The prior is a double-edged sword. Policy gradient amplifies samples in the prior that earn positive reward and suppresses samples that earn negative reward, so the entire optimization trajectory stays framed by the prior. Any sample noticeably off-prior most likely gets negative reward and gets pushed further down, and the resulting policy only contracts within base’s existing distribution. This explains the “distribution sharpening but not expansion” seen in the perplexity experiment.

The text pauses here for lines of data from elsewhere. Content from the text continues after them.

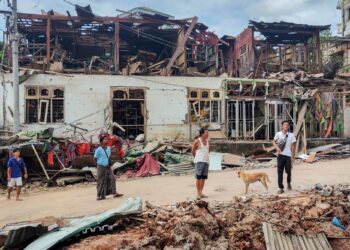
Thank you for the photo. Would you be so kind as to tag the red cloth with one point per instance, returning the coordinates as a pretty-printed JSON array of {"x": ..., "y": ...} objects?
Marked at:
[
  {"x": 50, "y": 158},
  {"x": 117, "y": 143},
  {"x": 145, "y": 166},
  {"x": 83, "y": 148}
]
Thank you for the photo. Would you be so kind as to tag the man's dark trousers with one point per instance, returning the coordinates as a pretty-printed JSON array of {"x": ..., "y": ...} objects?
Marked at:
[{"x": 284, "y": 163}]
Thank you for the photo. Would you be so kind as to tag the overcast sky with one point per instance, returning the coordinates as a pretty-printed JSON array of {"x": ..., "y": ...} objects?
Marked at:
[{"x": 222, "y": 16}]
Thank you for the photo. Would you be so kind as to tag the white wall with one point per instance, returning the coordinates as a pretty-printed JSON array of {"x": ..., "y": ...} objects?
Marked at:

The authors suggest the way out lies in higher-level exploration mechanisms (program-level evolution like AlphaEvolve), curriculum coverage of training data to ensure meta-skill transitions, and finer process reward with credit assignment. The paper flags multi-turn agent RL as another worth-exploring path, on the grounds that IMO-level reasoning requires feedback-driven iterative correction, not single-turn output. These are open directions, not claimed solutions.

Experimental setup and a few limitations

Default temperature is 0.6, top-p 0.95, max generation 16k tokens. Base models are evaluated zero-shot with the same prompt as RL models to avoid extra reasoning leaked in through in-context examples. The paper notes base often produces ill-formatted answers under zero-shot, but enough sampling finds properly formatted correct solutions.

Math tasks use zero-RL (RL straight on base, no SFT); code and visual reasoning start from instruction-tuned models per community convention for training stability. All comparisons are “training starting point vs RL model” to isolate RLVR’s own effect.

The two limitations the paper gives: many of the strongest RL models and training pipelines are closed-source and cannot be included; RL for LLM is evolving fast and a future RL paradigm may invalidate these conclusions.

Summary

The paper does three things. First, a diagnostic tool: switching from average score to pass@k at large k turns “how many problems can the model actually solve” into something measurable. Second, the phenomenon: across families, algorithms, tasks, and sizes, base consistently overtakes RL at large k, and the RL solvable set is nearly a subset of base’s. Third, the mechanism: perplexity analysis shows RL outputs already live in base’s distribution; the controlled comparison shows distillation can push the solvable set beyond base while RL cannot; the root cause is the double-edged sword of a pretrained prior in a vast action space. The conclusion is not “RLVR is useless,” but “what RLVR currently does is sample base’s existing paths more reliably; genuinely expanding the solvable set requires a new paradigm.”